To read this chart properly, the reader must first do one calculation. Women represent about 60% of the top 25% earners in the public sector. Is that good or bad? This depends on the overall representation of women in the public sector. If the sector employs 75 percent women overall, then the 60 percent does not look good but if it employs 40 percent women, then the same value of 60% tells us that the female employees are disproportionately found in the top 25% earners.

That means the reader must compare each value in the pie chart against the overall proportion of women, which is learned from the average of the four quartiles.


In the chart below, I make this relative comparison explicit. The overall proportion of women in each industry is shown using an open dot. Then the graphic displays two bars, one for the Top 25% earners, and one for the Bottom 25% earners. The bars show the gap between those quartiles and the overall female proportion. For the top earners, the size of the red bars shows the degree of under-representation of women while for the bottom earners, the size of the gray bars shows the degree of over-representation of women.

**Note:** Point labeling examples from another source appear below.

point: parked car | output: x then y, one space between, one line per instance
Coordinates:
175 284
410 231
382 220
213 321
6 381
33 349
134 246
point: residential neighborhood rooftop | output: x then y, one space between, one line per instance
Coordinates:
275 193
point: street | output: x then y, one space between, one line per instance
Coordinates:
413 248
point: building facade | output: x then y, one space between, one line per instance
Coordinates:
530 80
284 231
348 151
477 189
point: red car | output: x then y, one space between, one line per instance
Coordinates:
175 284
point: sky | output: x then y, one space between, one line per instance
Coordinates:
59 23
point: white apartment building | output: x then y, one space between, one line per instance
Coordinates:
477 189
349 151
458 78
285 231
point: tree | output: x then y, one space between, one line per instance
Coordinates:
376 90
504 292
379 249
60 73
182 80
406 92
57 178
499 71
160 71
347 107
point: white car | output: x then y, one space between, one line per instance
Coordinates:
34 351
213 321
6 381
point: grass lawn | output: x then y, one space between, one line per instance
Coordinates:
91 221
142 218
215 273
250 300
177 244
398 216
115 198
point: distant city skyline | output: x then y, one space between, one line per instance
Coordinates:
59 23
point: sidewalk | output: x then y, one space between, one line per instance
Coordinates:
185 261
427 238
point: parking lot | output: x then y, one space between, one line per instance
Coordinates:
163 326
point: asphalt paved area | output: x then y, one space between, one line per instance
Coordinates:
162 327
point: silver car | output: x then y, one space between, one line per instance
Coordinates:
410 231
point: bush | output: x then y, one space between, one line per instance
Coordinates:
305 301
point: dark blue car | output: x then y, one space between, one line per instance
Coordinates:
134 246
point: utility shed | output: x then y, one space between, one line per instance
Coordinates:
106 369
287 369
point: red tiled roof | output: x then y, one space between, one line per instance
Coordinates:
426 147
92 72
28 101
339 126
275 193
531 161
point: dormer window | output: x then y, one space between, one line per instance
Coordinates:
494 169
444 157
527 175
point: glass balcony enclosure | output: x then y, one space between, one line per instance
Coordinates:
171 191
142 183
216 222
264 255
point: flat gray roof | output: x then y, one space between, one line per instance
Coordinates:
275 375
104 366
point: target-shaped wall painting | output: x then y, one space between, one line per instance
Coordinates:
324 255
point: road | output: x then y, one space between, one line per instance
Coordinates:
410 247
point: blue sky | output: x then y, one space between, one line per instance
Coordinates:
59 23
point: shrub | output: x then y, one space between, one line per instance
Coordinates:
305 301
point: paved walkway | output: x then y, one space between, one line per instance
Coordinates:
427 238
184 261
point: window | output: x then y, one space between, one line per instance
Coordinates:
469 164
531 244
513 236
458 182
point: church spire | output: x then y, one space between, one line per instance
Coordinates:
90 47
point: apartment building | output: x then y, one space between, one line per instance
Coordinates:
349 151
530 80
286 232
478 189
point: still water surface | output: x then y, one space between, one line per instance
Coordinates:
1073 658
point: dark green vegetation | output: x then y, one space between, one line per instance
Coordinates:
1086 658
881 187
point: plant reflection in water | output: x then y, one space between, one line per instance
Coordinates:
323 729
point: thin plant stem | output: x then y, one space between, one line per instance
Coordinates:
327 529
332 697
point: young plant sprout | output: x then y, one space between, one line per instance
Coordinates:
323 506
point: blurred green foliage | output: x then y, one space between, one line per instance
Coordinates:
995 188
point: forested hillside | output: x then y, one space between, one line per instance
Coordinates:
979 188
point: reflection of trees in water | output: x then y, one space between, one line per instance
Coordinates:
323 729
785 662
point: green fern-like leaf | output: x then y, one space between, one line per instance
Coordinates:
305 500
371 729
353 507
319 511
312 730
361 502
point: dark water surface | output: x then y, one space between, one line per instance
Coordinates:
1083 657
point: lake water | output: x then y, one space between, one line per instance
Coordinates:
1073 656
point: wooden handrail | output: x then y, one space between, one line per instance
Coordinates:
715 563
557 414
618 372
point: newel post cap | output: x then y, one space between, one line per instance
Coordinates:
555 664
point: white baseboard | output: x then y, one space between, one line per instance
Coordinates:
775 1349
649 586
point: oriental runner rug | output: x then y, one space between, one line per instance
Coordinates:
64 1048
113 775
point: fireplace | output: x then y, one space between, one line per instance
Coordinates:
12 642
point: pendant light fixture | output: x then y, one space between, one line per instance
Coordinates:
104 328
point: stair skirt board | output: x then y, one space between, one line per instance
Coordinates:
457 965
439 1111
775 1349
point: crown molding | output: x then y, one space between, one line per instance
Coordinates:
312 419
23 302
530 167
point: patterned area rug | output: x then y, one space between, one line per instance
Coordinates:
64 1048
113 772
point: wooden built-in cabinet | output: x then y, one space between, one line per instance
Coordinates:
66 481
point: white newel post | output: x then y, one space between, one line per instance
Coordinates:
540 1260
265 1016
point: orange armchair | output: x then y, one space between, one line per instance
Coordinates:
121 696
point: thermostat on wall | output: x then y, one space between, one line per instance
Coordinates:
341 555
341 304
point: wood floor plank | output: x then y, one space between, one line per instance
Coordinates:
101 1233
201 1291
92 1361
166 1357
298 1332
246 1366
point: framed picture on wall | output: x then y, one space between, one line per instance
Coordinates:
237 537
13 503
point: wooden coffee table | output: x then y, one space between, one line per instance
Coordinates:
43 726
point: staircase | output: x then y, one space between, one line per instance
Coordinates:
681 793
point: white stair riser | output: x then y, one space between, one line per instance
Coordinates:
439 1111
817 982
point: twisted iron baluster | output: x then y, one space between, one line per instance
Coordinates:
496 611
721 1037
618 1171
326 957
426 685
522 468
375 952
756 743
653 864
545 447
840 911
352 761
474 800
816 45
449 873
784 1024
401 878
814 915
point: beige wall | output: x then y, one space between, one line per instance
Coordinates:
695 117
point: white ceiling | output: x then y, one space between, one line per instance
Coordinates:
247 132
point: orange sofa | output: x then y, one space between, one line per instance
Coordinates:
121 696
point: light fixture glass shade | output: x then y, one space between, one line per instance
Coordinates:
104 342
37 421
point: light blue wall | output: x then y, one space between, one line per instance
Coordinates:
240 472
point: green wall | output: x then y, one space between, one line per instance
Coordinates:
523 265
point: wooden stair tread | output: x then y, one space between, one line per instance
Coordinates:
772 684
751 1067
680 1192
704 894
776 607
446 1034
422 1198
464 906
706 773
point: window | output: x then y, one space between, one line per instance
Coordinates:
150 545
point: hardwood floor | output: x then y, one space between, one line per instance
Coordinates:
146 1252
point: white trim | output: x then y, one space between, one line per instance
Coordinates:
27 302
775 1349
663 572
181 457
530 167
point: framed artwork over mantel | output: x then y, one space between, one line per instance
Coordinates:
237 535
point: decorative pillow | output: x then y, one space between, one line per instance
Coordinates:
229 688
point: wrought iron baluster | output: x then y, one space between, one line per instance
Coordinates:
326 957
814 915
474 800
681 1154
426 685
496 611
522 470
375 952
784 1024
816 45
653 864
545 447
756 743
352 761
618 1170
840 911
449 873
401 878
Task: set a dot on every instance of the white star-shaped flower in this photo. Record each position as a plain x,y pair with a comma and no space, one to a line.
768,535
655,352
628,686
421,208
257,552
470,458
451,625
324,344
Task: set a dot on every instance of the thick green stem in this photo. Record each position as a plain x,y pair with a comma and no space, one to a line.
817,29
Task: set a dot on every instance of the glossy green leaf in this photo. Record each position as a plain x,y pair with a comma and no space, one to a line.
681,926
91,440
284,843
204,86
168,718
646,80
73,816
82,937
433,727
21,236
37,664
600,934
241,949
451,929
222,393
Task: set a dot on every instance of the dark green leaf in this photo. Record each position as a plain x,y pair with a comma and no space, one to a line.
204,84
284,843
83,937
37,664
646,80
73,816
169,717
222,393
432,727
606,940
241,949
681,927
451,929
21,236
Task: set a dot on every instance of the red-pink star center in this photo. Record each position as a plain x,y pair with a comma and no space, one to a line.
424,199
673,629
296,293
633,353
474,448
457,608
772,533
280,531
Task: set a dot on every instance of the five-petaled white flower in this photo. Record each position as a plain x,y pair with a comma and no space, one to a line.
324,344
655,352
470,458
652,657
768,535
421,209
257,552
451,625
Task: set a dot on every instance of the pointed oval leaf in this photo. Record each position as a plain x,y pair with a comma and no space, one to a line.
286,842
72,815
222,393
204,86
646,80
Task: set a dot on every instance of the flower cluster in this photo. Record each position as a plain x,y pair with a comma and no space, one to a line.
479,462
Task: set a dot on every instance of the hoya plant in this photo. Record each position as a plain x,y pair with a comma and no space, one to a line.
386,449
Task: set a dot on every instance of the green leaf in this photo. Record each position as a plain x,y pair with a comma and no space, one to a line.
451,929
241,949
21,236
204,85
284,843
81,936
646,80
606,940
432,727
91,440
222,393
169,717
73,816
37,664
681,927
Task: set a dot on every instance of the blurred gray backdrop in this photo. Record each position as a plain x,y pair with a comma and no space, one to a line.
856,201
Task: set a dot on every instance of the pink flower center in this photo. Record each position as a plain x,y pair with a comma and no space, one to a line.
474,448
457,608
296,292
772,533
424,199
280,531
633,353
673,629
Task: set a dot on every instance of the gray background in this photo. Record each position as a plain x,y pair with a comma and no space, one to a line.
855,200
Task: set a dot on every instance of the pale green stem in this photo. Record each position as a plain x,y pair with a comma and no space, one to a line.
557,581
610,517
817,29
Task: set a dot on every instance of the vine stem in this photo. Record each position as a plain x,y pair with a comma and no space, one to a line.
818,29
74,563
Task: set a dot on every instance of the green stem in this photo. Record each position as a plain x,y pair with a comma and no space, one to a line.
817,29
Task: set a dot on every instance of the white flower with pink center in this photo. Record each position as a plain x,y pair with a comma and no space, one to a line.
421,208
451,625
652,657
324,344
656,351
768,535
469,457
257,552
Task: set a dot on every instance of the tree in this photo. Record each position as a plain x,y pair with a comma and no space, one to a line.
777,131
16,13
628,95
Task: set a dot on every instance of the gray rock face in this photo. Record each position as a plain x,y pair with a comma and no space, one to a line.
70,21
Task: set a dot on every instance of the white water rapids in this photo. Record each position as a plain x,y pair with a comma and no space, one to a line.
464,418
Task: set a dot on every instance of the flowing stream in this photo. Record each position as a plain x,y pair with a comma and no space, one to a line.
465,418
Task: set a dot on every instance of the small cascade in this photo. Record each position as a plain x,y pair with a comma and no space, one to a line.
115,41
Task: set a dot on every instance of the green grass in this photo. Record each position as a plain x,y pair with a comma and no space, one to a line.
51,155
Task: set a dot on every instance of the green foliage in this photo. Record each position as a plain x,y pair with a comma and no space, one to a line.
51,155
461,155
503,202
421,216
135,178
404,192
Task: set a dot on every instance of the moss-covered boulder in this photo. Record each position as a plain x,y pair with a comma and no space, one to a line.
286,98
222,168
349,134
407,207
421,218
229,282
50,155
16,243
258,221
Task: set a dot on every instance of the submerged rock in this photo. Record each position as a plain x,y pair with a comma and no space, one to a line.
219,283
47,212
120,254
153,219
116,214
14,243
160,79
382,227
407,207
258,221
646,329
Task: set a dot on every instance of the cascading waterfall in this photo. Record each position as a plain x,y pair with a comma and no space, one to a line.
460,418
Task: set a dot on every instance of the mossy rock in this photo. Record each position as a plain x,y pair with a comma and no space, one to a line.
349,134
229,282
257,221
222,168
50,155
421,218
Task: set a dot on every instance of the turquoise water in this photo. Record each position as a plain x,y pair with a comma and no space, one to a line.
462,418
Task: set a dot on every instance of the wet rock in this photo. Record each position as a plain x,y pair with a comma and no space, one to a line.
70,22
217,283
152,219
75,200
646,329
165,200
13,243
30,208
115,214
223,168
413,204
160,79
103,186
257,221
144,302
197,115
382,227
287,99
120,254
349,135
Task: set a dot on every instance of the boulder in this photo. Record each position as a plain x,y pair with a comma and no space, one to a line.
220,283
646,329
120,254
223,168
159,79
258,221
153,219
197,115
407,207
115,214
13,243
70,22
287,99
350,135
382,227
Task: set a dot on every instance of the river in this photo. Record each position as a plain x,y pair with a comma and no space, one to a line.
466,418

The net sum of the bar lengths is a plausible measure of gender inequality.

The industries are sorted from the ones employing fewer women (at the top) to the ones employing the most women (at the bottom). An alternative is to sort by total bar lengths. In the original Bloomberg chart - the small multiples of pie charts, the industries are sorted by the proportion of women in the bottom 25% pay quartile, from smallest to largest.

In making this dataviz, I elected to ignore the middle 50%. This is not a problem since any quartile above the average must be compensated by a different quartile below the average.


The challenge of complex datasets is discovering simple ways to convey the underlying message. This usually requires quite a bit of upfront analytics, data transformation, and lots of sketching.